The sky is a sheet of black glass above the city. I sit in the car. Engine off. Radio silent. One hand resting on my thigh, the other on the wheel. Waiting. Watching.

His routine is a simple script I memorized hours ago. Every step, every cigarette break, every arrogant glance. Men like him are predictable. They build fortresses of money and influence and believe it makes them untouchable.

He’s the reason I took this job on a week I should have refused. A hotel owner. A man who used his empire of crisp linen and polished marble to hide a deeper filth. He liked them young, quiet, and disposable. He bought girls from Eastern Europe like they were inventory, stripping them of their names and futures. And when one died on his watch — a girl with a split lip and broken ribs the file said she gave herself — he called it a drug overdose and paid off the right people to look the other way.

Tonight, I don’t just kill him. I erase him.

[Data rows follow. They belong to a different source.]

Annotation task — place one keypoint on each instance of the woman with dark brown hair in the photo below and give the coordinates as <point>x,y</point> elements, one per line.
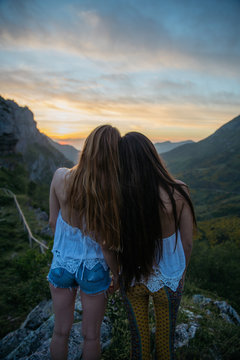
<point>157,219</point>
<point>84,214</point>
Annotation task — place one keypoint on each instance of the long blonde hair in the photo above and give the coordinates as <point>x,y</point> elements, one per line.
<point>93,190</point>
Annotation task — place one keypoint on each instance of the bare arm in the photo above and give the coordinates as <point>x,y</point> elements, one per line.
<point>186,230</point>
<point>111,260</point>
<point>54,205</point>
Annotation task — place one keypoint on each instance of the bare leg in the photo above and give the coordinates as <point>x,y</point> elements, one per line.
<point>93,313</point>
<point>63,307</point>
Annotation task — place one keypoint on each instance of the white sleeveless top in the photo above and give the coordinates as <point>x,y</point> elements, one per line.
<point>71,248</point>
<point>171,266</point>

A flicker of movement. The back door of the jazz club swings open. There he is, a cigar glowing in his hand, his coat draped casually over his arm. He pauses to check his phone, a smug, untroubled man heading home to his sterile, expensive life.

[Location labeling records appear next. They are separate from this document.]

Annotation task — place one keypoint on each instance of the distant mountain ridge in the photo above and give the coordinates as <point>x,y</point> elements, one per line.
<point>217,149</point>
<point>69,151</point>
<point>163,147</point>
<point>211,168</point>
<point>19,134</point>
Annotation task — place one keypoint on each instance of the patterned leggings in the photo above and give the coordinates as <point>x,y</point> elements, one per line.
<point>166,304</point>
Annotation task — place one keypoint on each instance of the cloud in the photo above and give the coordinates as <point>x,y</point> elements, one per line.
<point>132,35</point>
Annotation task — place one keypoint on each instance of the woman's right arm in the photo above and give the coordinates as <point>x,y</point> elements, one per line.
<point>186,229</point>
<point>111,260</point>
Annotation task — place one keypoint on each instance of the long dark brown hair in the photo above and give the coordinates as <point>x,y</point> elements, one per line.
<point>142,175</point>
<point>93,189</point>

I exit the car. No sound. No light. I am a shadow detaching from a greater dark.

I trail him, my steps a silent echo of his. The weight of my gun is a familiar comfort against my ribs. Normally, this is a clinical procedure. Efficient. Dispassionate.

But not tonight.

A cold, unfamiliar anger simmers in my veins. It’s not just about his crimes anymore. It’s a raw, personal disgust. I want him to feel the fear he inflicted. I want him to understand the value of the breath he’s about to lose.

I close the distance, letting my presence bleed into his awareness. He senses it, his step faltering. He turns.

“Who the–?” His voice is a dry rasp.

I don’t speak. I simply raise the silenced barrel, letting him see his fate in the cold, circular eye of it.

He bolts.

Good.

I follow, not with haste, but with a predator’s certainty. He crashes through a chain-link fence, his expensive shoes slipping on wet concrete. He’s panting, cursing, a frantic animal. He skids into a dead end, a brick wall looming under a broken streetlamp.

He scrambles backward, hands raised. “Please — name your price! I can pay you! Triple!”

I stop a few feet away. The air smells of his cheap cigar and his cheaper fear. I tilt my head, a cold, mechanical gesture. “You don’t have enough to pay for what you’ve done.”

His mouth opens to form another plea.

Pop.

The sound is softer than a cough. A single, precise shot. It enters his forehead, and the life vanishes from his eyes before his body understands it’s over. He collapses, a heap of fine fabric and useless flesh.

I stand there. Watching.

It’s not about confirming the kill. I never miss.

It’s about the silence that follows. The way the world seems to reset itself after an imbalance has been corrected.

I wait for the feeling. The clean, cold satisfaction of justice served. The quiet hum of a job well done.

But it doesn’t come.

The silence feels hollow. The victory leaves me utterly empty.